CMS Picks 32 Organizations to Test New Community Health Model

National initiative seeks to lower health care utilization and costs

Last year, the Centers for Medicare and Medicaid Services (CMS) announced applications for the Accountable Health Communities (AHC) model. Over a five-year period, the CMS will implement and test the three-track AHC model to support local communities in addressing the health-related social needs of Medicare and Medicaid beneficiaries by bridging the gap between clinical and community service providers. Social needs include housing instability, food insecurity, utility needs, interpersonal violence, and transportation.

The CMS has now chosen the participants for two of the AHC model’s three tracks––the assistance track and the alignment track.

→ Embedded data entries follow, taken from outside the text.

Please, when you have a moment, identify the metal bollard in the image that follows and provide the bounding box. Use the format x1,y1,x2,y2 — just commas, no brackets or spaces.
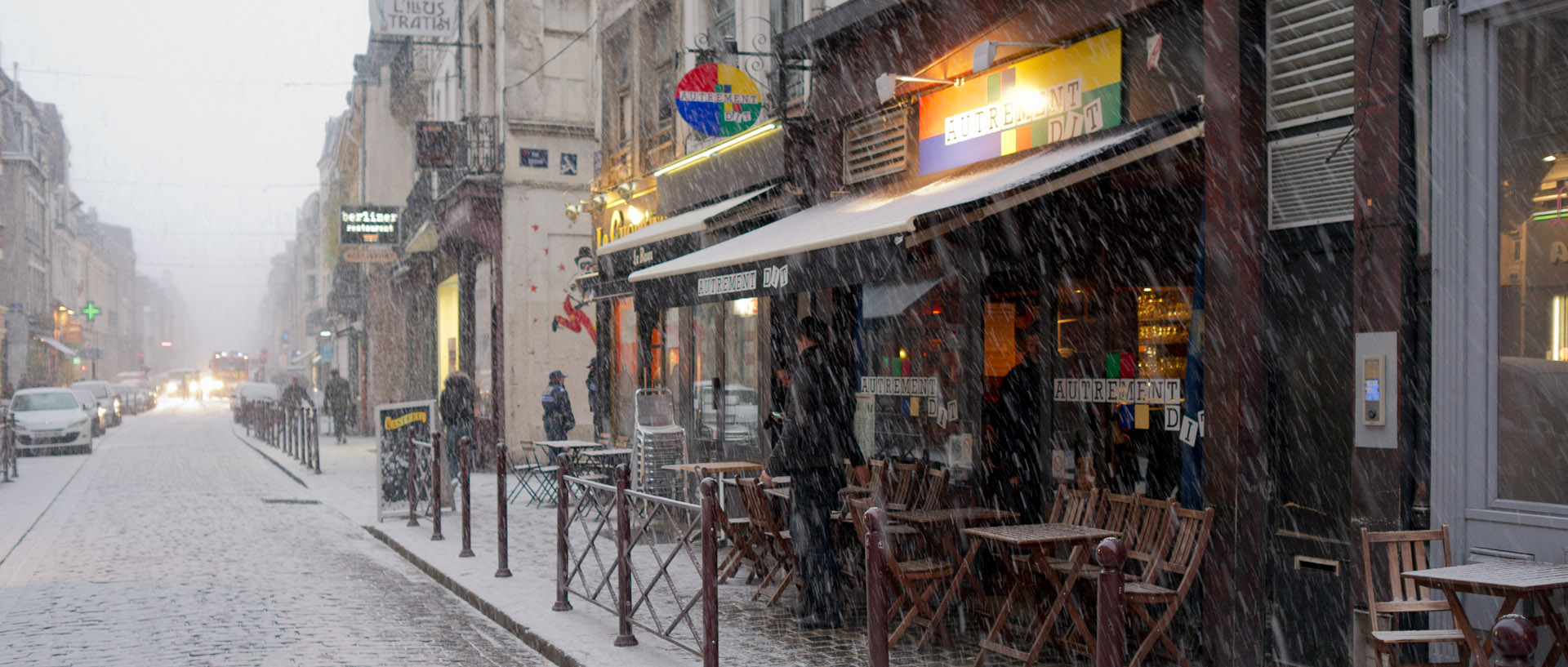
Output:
430,434,447,542
496,443,511,576
866,507,888,667
1481,614,1539,667
408,437,419,526
1094,537,1127,667
702,478,718,667
615,464,637,647
550,454,572,611
458,437,474,558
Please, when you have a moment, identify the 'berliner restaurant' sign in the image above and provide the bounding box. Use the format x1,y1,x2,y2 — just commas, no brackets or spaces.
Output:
920,29,1121,174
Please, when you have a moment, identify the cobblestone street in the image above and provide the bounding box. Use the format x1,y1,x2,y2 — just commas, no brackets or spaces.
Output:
0,402,546,667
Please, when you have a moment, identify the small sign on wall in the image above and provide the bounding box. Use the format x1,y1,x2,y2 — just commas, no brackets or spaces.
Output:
518,149,550,169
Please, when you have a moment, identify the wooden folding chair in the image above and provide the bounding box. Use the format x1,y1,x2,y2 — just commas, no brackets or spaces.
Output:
735,478,796,606
714,488,765,584
850,498,955,648
1046,484,1099,526
1361,524,1469,667
1125,507,1214,667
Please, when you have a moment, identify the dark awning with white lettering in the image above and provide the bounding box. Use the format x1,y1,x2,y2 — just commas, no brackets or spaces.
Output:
630,116,1203,307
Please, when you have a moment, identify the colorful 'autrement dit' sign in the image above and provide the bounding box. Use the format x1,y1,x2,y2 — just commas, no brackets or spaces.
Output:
676,63,762,136
920,29,1121,174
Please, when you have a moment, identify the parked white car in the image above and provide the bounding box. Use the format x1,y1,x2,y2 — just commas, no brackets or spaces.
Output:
11,387,92,454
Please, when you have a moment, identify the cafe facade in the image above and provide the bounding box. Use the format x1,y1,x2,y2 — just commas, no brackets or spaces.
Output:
586,0,1428,665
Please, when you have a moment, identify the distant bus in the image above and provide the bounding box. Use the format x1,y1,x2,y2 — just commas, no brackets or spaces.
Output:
212,353,251,396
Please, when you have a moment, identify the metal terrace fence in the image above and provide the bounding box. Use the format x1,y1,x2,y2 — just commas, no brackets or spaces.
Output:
555,457,718,667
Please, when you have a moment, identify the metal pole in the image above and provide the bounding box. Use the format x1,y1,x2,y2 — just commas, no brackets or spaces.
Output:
550,454,572,611
702,478,718,667
458,437,474,558
865,507,890,667
1094,537,1127,667
430,434,447,542
615,464,637,647
1471,614,1537,667
496,443,511,576
408,435,419,526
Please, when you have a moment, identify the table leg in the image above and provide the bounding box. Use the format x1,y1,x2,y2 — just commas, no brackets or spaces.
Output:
915,540,980,647
1440,587,1491,667
1535,594,1568,665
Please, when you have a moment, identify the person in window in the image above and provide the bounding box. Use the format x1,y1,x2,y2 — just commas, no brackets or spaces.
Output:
539,371,577,440
441,372,474,469
762,318,867,628
987,332,1046,523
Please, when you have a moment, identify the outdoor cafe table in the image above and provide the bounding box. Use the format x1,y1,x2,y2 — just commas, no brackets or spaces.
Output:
1401,561,1568,665
931,523,1118,667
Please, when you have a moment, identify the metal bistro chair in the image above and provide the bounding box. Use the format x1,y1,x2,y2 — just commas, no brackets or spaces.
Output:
501,442,561,505
1361,524,1471,667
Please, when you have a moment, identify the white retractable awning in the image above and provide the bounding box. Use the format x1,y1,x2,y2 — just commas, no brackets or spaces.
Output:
630,122,1203,283
598,185,773,256
38,336,77,357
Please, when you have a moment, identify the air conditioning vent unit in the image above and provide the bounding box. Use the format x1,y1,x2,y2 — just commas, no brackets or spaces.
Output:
844,106,910,185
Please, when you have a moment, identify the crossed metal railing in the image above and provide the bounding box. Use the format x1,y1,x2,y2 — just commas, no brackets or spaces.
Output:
240,401,322,474
0,407,17,482
554,457,718,667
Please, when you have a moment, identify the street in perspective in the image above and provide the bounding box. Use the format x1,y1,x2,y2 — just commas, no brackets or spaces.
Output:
0,0,1568,667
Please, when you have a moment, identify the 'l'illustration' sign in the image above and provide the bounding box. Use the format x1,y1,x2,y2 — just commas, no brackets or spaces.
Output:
920,29,1121,174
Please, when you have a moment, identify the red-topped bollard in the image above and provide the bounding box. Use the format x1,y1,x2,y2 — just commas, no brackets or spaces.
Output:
1094,537,1127,667
864,507,890,667
430,434,447,542
458,435,474,558
1491,614,1539,667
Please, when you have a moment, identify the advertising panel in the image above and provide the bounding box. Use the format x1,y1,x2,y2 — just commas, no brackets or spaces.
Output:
919,29,1121,176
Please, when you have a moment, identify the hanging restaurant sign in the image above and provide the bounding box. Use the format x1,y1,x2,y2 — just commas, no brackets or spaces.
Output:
919,29,1121,174
337,207,400,244
676,63,762,136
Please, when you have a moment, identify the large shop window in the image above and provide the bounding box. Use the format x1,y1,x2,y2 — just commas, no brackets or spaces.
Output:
1496,11,1568,505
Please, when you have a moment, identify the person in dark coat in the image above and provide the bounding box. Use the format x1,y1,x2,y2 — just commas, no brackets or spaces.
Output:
987,332,1046,523
323,368,354,445
441,372,474,469
282,377,310,406
762,318,866,628
539,371,577,440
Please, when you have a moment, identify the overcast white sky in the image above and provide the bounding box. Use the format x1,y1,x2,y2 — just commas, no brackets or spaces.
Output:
0,0,370,365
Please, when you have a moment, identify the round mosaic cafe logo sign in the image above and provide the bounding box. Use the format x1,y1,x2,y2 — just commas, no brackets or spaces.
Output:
676,63,762,136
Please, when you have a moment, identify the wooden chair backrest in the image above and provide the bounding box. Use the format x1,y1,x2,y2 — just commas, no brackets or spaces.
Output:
1121,496,1178,580
735,478,782,537
1361,523,1454,614
888,460,925,507
1149,505,1214,597
1049,484,1099,526
911,468,949,509
1094,491,1143,540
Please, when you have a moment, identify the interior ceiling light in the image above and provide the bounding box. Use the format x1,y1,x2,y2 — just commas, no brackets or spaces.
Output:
970,41,1068,72
876,73,953,104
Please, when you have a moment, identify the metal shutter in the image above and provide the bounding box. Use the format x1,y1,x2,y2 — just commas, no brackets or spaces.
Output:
1268,128,1356,229
1268,0,1355,130
844,106,910,185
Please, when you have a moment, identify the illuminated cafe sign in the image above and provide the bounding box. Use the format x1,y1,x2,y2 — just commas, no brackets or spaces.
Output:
917,29,1123,176
696,265,789,296
1050,377,1184,406
339,207,400,244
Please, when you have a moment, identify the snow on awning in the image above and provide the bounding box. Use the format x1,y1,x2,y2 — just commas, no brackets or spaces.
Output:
598,185,773,256
630,119,1203,286
38,336,77,357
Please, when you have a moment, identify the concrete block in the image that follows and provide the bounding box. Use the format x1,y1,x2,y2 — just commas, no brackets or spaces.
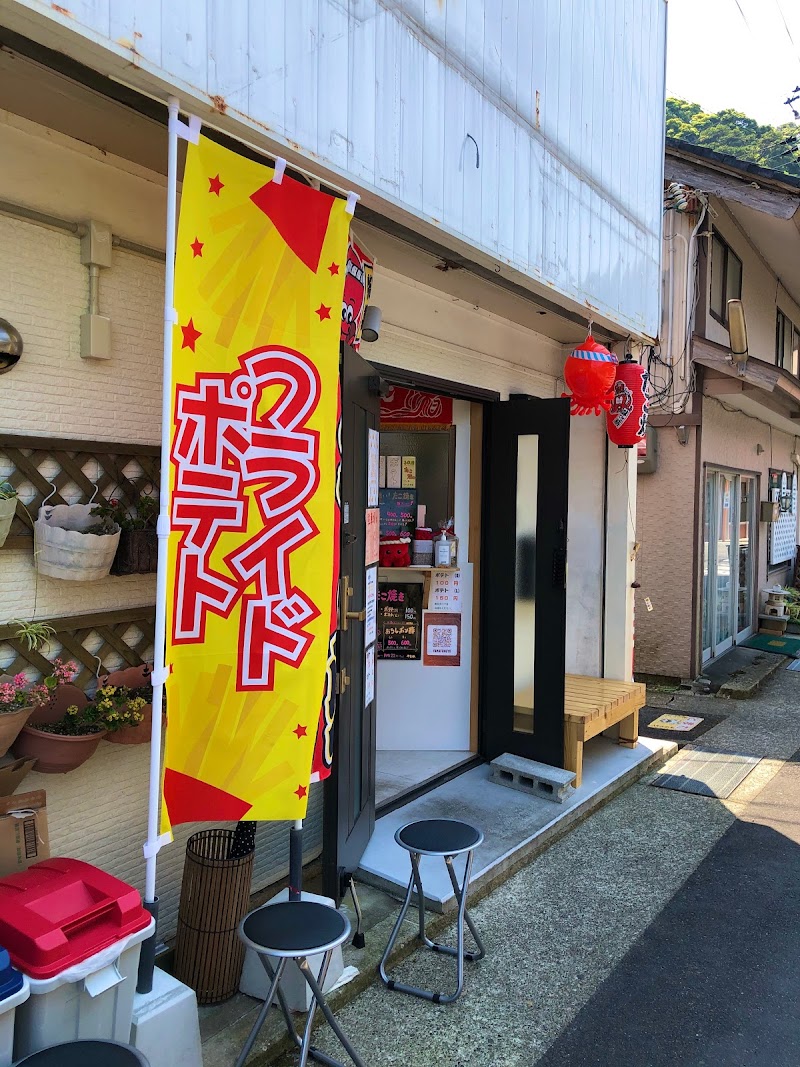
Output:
239,889,345,1012
130,968,203,1067
491,752,575,803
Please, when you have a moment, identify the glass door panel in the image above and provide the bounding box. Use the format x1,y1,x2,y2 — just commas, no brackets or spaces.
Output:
703,474,717,659
703,471,755,660
514,433,539,734
736,478,755,636
714,474,733,652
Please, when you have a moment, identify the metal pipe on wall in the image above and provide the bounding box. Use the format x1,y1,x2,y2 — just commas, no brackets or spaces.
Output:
0,200,164,262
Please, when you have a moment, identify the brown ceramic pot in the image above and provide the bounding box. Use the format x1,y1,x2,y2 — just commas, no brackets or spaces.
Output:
100,661,153,745
14,727,106,775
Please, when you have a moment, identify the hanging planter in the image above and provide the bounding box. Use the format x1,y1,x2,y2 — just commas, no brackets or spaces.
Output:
33,504,119,582
14,659,145,775
111,528,158,577
0,674,33,757
0,481,17,548
100,664,153,745
92,494,158,576
561,334,617,415
606,353,650,448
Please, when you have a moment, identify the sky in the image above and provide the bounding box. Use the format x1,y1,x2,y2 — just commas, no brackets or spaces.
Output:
667,0,800,125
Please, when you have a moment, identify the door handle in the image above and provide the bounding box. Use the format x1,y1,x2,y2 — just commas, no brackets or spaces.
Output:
339,574,367,630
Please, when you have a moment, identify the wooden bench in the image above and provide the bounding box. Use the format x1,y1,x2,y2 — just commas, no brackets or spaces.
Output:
564,674,646,789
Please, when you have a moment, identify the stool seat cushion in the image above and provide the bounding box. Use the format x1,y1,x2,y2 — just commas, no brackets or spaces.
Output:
395,818,483,856
241,901,350,956
14,1040,148,1067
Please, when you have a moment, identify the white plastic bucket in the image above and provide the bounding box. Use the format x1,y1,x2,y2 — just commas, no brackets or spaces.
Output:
14,920,156,1060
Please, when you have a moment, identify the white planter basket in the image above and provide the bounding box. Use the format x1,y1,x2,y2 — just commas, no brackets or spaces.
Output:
0,496,17,547
33,504,119,582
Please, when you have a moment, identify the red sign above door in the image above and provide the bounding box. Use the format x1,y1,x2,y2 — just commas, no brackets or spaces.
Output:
381,385,452,426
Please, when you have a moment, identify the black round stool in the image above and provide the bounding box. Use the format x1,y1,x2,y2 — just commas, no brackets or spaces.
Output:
16,1041,149,1067
378,818,486,1004
236,901,364,1067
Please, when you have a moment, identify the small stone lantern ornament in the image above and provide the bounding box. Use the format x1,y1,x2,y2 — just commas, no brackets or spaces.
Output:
606,352,650,448
561,332,617,415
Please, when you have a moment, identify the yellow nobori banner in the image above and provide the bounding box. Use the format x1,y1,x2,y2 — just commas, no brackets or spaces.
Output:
164,138,350,824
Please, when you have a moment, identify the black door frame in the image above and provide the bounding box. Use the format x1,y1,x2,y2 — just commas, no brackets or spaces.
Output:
478,394,571,767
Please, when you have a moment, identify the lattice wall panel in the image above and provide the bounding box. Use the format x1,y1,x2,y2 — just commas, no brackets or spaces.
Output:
0,433,160,548
0,607,156,692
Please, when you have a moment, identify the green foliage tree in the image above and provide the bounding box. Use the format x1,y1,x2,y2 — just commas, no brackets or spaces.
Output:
667,96,800,177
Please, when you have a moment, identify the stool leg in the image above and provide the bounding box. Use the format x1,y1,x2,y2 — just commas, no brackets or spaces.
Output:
298,953,364,1067
297,952,333,1067
378,859,425,989
445,853,486,962
236,959,286,1067
258,956,302,1048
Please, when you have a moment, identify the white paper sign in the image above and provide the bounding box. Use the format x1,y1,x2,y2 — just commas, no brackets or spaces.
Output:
428,570,462,615
364,567,378,644
367,430,381,508
364,644,375,707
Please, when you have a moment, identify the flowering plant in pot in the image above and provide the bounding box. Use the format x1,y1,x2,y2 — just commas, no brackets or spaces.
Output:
92,494,158,575
0,672,50,757
100,664,153,745
14,664,145,775
0,481,17,547
33,504,119,582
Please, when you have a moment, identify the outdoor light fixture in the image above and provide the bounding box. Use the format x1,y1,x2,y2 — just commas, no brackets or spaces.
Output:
727,300,750,378
0,319,22,375
362,304,381,341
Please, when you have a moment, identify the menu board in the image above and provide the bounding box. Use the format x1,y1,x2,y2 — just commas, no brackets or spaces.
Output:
378,582,422,659
379,489,417,537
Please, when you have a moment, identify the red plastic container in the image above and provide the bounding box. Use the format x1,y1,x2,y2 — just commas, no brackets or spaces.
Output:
0,859,150,978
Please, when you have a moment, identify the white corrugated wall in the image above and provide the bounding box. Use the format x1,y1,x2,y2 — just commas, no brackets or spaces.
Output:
4,0,667,336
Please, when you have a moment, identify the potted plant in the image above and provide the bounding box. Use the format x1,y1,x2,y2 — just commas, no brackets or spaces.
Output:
0,672,50,757
101,664,153,745
33,504,119,582
92,495,158,575
14,664,145,775
0,481,17,548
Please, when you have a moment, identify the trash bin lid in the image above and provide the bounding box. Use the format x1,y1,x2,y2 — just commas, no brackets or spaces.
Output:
0,947,23,1009
0,859,150,978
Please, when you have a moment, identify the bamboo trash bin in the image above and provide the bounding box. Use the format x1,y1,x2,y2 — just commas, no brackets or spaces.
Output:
175,823,256,1004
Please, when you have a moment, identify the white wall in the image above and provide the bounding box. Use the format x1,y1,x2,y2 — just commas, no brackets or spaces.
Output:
4,0,667,336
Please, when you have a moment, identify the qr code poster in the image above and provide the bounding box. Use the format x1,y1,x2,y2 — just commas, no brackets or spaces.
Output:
422,611,461,667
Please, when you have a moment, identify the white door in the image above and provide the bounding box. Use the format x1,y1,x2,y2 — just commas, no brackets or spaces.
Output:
703,471,755,662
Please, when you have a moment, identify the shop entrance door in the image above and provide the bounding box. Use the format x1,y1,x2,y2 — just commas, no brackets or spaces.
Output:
481,397,571,767
703,471,756,662
322,346,381,904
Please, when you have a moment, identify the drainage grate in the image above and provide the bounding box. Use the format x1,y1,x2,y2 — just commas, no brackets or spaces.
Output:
650,748,761,800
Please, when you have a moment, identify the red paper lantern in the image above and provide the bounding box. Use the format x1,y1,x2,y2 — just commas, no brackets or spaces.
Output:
606,355,650,448
561,334,617,415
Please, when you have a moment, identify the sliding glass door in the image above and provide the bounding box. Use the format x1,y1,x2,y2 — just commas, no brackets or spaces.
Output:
703,471,755,660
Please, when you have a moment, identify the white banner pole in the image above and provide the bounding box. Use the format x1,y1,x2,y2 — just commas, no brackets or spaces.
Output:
137,96,182,993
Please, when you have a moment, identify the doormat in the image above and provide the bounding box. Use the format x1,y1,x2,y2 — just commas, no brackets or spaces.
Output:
741,634,800,656
639,708,725,748
650,748,761,800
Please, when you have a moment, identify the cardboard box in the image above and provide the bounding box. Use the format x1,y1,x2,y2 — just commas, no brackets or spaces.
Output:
0,755,36,797
0,790,50,877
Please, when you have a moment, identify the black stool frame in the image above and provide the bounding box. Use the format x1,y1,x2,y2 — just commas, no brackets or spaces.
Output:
378,824,486,1004
236,912,365,1067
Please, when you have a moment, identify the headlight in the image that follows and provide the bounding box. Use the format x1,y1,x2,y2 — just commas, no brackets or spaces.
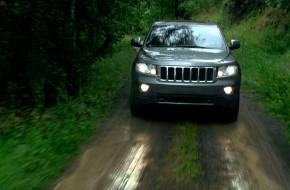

By addressing critical drivers of poor health and high health care costs, the model aims to reduce avoidable health care utilization, lower the cost of health care, and improve health and quality of care for Medicare and Medicaid beneficiaries.

The organizations in the AHC assistance track will provide person-centered community-service navigation services to assist high-risk beneficiaries with accessing needed services. The organizations in the AHC alignment track will also provide community-service navigation services, as well as encourage community-level partner alignment to ensure that needed services and supports are available and responsive to beneficiaries’ needs.

“We know that innovation at the state and community level is essential to improve health outcomes and lower costs. In this model, we will support community-based innovation to deliver local solutions that address a broader array of health-related needs of people across the country,” said Dr. Patrick Conway, CMS Deputy Administrator for Innovation and Quality.

After a review process, the CMS chose 12 assistance-track and 20 alignment-track bridge organizations representing rural and urban communities in 23 states to participate in the model. The 32 organizations include county governments, hospitals, universities, and health departments.

The following are two examples of how AHC bridge organizations will operate.

  • In the AHC assistance track, the Community Health Network Foundation in Indianapolis, Indiana, will partner with the Eastside Redevelopment Committee, a group representing 50 businesses and community-based organizations focused on improving health through high-quality support services, educational programs, and workforce development. Together, they will serve residents of East Indianapolis, a community where 40% of the population received Indiana Medicaid services in 2015 and where the emergency-room utilization rate is above the national average. Through their participation in the AHC assistance track, the two groups hope to reduce health care costs for high-risk beneficiaries who receive navigation services.
  • In the AHC alignment Track, the Oregon Health & Science University (OHSU) will seek to reduce health care utilization and the cost to beneficiaries in nine rural counties in Oregon by working with more than 50 clinical sites, community service providers, and local health departments. In Oregon, the AHC model targets more than 300,000 Medicare and Medicaid beneficiaries. OHSU will coordinate the model activities through the Oregon Rural Practice-Based Research Network, which consists of primary-care clinicians, community partners, and academicians dedicated to studying the delivery of health care to rural residents and to reducing rural health disparities.

The assistance and alignment tracks of the AHC model will begin on May 1, 2017, with a five-year performance period.